XHED-FM
- Ameca, Jalisco; Mexico;
- Broadcast area: Región Valles
- Frequency: 99.1 FM
- Branding: La Líder (The Leader)

Ownership
- Owner: Sandra López Benavides, Laura Enriqueta, María Teresa, Marcela, Tomas Salvador, María del Carmen, Gabriela and Aurelio López Rocha, Héctor Quirarte Gutierrez, Héctor and Lucia Quirarte López

History
- First air date: 1959

Technical information
- Licensing authority: CRT
- Class: AA
- ERP: 6,000 watts (FM)
- HAAT: −88.9 m (−292 ft)
- Transmitter coordinates: 20°30′46″N 104°01′58″W﻿ / ﻿20.51278°N 104.03278°W

Links
- Webcast: Listen live
- Website: lalider.mx

= XHED-FM =

Radio station in Ameca, Jalisco, Mexico

XHED-FM is a radio station on 99.1 FM in Ameca, Jalisco, Mexico. XHED is locally owned and carries a format of ranchera and pop music with news, known as La Líder, with programming targeted to the Valles region of Jalisco.

==History==
Tomás Flores Lamas received the concession for XEED-AM 1490 on January 9, 1959. XEED broadcast with 1,000 watts day and 250 at night. In 1969, Salvador López Chávez bought XEED; in the 1990s, his estate upgraded XEED to 1,000 watts full-time on 1450 kHz, and in 2002 to the same power on 900 kHz.

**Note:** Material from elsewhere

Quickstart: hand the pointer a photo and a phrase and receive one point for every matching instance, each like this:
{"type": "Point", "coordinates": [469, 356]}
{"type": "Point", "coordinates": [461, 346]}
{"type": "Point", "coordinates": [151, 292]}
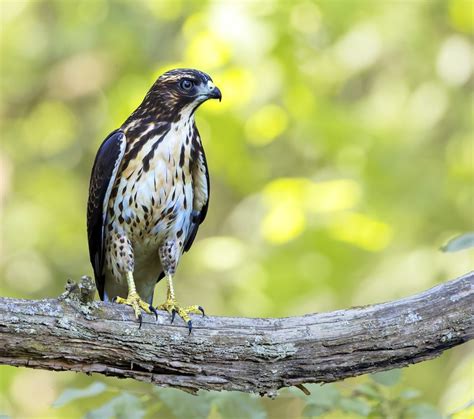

XEED migrated to FM in 2011 and was transferred to its current concessionaires in 2012.

In 2017, XHED was approved to move its transmitter, but not to change frequencies or increase power. A power increase on 99.1 MHz could not be approved without causing interference to XHZAM-FM in Mazamitla. The station activated the upgraded facilities in 2018 and began programming 24 hours a day.